July 12, 2014

Why western Washington will not face extreme heat this week. Plus major thunderstorm risk.

Although there has been a lot of talk about the regional heat wave, one thing needs to be made clear.

The western side of the Cascades will not experience extreme heat, while eastern Washington is burning.

Why?

And we have a very real threat of thunderstorms on Sunday, thunderstorms that could greatly complicate fire operations in eastern Washington, withe the potential for new lightning-initiated fires.

The visible satellite image this morning tells you a lot (see image).  Low clouds over the eastern Pacific are are still pushed against the coastal mountains.  That implies there is no offshore (easterly flow) and there is an onshore pressure difference (or gradient), with higher pressure offshore than over land.


Northwest meteorologists look at pressure gradients very carefully, particularly the onshore/offshore pressure gradient.  If higher pressure is offshore, marine air tends to move inland and keeps us mild. Offshore pressure gradients (higher pressure inland) minimize the marine influence and we can get very warm.

So let's look at the pressure gradients! (see below).  The time is in UTC/GMT (18 is 11 AM, 19 is noon PDT), SEA is the Seattle-Tacoma AP, OLY is Olympia, HQM is Hoquiam, OTH is North Bend, Oregon, YKM is Yakima, BLI is Bellingham, etc).  HQM-SEA and UIL-BLI are positive;  pressure is higher on the coast.  And the pressure is lower in Eastern WA (SEA-YKM is positive)


To get REALLY warm around here, we need the pressure gradients to reverse, producing easterly flow.

The forecast sea level pressures, surface winds, and lower atmosphere temperatures for 5 PM provide a different view of all this (see graphic).  You can see high pressure offshore and lower pressure in eastern Washington.  Superhot air east of the Cascade crest.  Western WA and Oregon will be much warmer than normal, but not extreme (mid to upper 90s).

Same general pattern of tomorrow, except much warmer in eastern Washington.  Bad for fires.

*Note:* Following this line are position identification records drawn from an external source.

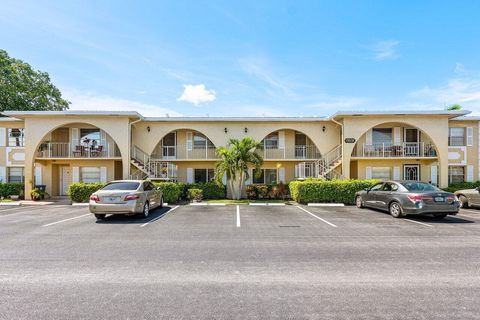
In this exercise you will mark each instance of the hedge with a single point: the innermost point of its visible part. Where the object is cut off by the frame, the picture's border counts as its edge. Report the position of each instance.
(462, 185)
(11, 189)
(172, 191)
(339, 191)
(81, 192)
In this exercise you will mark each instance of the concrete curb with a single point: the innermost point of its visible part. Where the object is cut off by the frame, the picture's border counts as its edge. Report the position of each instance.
(326, 205)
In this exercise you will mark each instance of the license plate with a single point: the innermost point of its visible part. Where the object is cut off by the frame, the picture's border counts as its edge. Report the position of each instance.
(111, 199)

But something significant will happen tomorrow.   First, the air aloft will become increasingly unstable, meaning a little lift and there could be a release convection and thunderstorms.  A measure of the potential for instability is CAPE, Convective Available Potential Energy.  Here is the forecast CAPE for tomorrow at 2 PM.  For the NW, there are some fairly high values, particularly over the mountains.


Instability usually needs something to set it off, and that is generally a disturbance bringing upward motion.  And we have such a disturbance coming in tomorrow...an upper level trough (see image of 500 hPa heights at 5 PM tomorrow)
Our latest forecast model runs are producing thunderstorms and rain, particularly over the southern part of Washington, northern Oregon, and the Cascades.   Here is the 3 hr precipitation ending 5 PM Sunday and the 24 precipitation ending 5 AM Monday.   The thunderstorms could be shifted in time and space, but the atmosphere will be primed for some convection action tomorrow afternoon.



My big worry is for the eastern WA fires.   Strong winds from the thunderstorms could rev up the current fires and lightning from the storms could initiate new ones.  The upper level disturbance could initiate a weak onshore push of marine air, part of which could surge over the Cascades producing gusty winds. The fire fighters in eastern WA need to be prepared for changing conditions tomorrow.  And they need to very carefully watch the evolving weather situation and particularly thunderstorms and low-level winds.